Font description tables do not tell something like "convert code X of font A into
code Y of font B", as they are designed for minimal effort, and a similar approach would
require you to create a table for each conversion (from A to B, from B to A, etc.).
Instead, a table just describes each font code into entities: for instance, you
describe Unicode +03AC as Greek letter alpha (a 'segmental' entity) + acute accent
(a 'suprasegmental' entity, essentially a diacritic). Now say we have another encoding,
for instance the one corresponding to the SuperGreek font, defining code 97 as alpha
and code 118 as acute accent (a zero-width character superposed to the previous character);
Theuth will be able to convert between the two in both directions:
- Unicode to SuperGreek: when Theuth finds Unicode +03AC it first decomposes
it into its entities according to its description table for Unicode, thus getting
alpha and acute accent; then it looks in the target font description
table (here SuperGreek) for the best character(s) representing the same entities: it
does not find a precombined character, so it just collects the one representing alpha
(97) and the one representing acute accent (118).
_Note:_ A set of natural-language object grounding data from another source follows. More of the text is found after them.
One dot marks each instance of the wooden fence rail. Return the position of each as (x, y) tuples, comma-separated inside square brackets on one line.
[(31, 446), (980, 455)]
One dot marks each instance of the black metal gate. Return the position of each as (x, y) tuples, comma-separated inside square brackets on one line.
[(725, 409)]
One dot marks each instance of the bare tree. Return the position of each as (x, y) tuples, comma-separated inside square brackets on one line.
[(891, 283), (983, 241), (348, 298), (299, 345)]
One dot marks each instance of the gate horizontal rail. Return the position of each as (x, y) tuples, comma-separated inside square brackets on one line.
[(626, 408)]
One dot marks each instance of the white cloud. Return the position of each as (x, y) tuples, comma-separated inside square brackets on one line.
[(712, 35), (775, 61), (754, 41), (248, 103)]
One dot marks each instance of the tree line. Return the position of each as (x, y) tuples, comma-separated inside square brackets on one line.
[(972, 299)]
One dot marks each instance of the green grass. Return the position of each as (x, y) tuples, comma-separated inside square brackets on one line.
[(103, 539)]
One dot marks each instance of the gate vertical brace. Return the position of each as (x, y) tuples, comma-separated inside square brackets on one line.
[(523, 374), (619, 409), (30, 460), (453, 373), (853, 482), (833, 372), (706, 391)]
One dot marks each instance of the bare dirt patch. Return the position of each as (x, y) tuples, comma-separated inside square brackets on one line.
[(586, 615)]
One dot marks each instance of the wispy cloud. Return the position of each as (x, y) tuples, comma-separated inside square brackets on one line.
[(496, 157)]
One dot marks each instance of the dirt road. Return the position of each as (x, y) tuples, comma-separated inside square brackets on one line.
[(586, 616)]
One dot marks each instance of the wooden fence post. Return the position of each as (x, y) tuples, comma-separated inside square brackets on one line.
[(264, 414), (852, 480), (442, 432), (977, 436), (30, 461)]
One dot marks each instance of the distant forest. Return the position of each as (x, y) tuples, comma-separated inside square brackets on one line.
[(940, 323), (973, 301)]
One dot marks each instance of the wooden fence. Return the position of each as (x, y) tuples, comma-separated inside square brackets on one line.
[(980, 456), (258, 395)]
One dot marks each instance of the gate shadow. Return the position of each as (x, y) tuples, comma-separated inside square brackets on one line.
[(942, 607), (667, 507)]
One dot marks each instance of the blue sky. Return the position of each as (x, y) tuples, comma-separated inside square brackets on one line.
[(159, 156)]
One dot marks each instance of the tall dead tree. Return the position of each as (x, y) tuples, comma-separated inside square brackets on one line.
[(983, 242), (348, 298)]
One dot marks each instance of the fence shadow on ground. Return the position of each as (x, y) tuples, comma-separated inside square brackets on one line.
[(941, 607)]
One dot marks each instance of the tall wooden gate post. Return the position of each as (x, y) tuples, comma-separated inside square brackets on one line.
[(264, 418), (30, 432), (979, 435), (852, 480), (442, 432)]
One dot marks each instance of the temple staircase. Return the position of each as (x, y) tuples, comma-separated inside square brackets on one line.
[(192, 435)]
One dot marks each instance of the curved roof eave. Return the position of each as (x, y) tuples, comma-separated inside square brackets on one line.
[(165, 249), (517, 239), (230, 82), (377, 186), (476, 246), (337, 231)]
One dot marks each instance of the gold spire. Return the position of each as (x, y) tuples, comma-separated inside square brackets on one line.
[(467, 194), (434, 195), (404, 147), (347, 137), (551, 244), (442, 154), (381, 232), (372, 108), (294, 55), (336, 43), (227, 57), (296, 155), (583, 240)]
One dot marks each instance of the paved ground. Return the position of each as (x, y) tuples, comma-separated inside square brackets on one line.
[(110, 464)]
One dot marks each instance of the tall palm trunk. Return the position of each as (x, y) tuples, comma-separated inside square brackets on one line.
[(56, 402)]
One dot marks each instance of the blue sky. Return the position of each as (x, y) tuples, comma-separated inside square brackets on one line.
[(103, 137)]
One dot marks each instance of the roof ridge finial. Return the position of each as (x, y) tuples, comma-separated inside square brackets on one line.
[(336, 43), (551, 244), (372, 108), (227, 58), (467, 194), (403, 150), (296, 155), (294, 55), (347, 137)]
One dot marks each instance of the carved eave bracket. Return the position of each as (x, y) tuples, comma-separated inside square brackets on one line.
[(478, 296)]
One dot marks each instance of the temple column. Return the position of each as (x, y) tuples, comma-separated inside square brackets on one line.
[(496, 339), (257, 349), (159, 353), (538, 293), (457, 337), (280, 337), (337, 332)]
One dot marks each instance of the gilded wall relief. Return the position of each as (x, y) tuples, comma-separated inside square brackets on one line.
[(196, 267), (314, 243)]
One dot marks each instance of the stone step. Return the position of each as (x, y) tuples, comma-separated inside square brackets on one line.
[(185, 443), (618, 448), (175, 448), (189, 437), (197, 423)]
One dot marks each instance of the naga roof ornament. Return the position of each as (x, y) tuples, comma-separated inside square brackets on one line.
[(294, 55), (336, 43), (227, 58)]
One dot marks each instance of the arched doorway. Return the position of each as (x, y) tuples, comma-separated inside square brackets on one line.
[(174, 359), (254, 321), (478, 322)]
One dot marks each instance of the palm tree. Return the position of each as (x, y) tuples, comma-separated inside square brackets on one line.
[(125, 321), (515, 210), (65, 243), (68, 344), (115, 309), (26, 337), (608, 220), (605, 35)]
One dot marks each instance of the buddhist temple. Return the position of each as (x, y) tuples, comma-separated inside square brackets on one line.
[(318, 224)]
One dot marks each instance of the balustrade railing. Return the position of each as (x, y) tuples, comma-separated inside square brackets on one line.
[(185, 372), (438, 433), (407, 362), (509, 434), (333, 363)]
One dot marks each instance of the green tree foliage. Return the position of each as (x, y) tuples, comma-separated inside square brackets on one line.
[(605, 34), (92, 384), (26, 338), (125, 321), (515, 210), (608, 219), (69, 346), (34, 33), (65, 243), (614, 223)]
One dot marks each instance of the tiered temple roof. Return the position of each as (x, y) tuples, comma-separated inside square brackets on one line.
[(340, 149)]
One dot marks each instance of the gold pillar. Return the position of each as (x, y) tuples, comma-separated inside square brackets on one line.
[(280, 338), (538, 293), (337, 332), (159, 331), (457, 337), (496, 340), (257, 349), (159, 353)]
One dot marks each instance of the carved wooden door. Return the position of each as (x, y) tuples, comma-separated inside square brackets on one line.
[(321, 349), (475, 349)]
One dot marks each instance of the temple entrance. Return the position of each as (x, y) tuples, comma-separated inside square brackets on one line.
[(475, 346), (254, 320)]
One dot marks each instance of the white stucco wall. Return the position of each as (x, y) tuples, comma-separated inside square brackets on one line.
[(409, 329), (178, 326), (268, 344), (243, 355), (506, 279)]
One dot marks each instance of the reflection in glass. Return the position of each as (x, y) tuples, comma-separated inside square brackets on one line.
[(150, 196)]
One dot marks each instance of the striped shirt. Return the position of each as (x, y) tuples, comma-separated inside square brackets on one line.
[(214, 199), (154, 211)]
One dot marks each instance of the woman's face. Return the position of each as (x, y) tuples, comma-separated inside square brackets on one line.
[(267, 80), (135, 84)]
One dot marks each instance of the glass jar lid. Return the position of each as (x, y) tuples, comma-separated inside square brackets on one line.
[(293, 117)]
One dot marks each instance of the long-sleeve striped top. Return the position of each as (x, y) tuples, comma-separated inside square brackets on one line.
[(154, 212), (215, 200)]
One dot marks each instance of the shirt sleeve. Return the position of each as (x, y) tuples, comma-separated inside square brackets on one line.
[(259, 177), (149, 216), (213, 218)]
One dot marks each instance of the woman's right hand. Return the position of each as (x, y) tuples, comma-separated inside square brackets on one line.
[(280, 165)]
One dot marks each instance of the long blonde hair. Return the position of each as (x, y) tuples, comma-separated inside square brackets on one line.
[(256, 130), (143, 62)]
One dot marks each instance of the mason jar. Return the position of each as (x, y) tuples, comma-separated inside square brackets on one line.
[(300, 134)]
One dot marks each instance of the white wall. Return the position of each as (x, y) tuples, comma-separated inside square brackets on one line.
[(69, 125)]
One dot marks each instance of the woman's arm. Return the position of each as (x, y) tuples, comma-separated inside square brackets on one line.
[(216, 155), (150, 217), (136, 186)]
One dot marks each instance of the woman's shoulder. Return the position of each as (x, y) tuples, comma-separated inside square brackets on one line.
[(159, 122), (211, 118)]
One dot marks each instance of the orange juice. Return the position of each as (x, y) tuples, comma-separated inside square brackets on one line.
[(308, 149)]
Thus, it effectively converts
code 940 (Unicode alpha + acute) into codes 97, 118 (SuperGreek alpha and acute).
Notice that in this approach we do not have a conversion table telling us to convert
940 into 97 + 118, but two independent tables which just describe each character of
both encodings: it is the converter software which finds out the best conversion for
each specific case.
- SuperGreek to Unicode: when Theuth finds codes 97 and 118 it knows it must
grab them together as 118 is a 'superposable entity' (a diacritic): it thus decomposes
both into entities getting alpha from 97 and acute accent from 118,
and then looks into Unicode description table for the best match. It finds 2 matches,
the precomposed +03AC and its equivalent sequence +03B1 +0301, and opts for the former.
Thus, SuperGreek codes 97, 118 become Unicode 940.
In both samples the same entity, alpha + acute accent, is converted into its proper encoding.
It may also be the case that not all the entities match: for instance a font A may have a
precomposed code for alpha + acute + short, a font B may have
a precomposed code only for alpha + acute but a superposable character
code for short; a font C may only have codes for alpha and acute.
In any case the converter will find the best match so that even in the worst case (from A to C)
the conversion will produce a partial match rather than losing the original character at all
(alpha + acute + short becomes alpha + acute
and only short rather than losing the whole set of entities).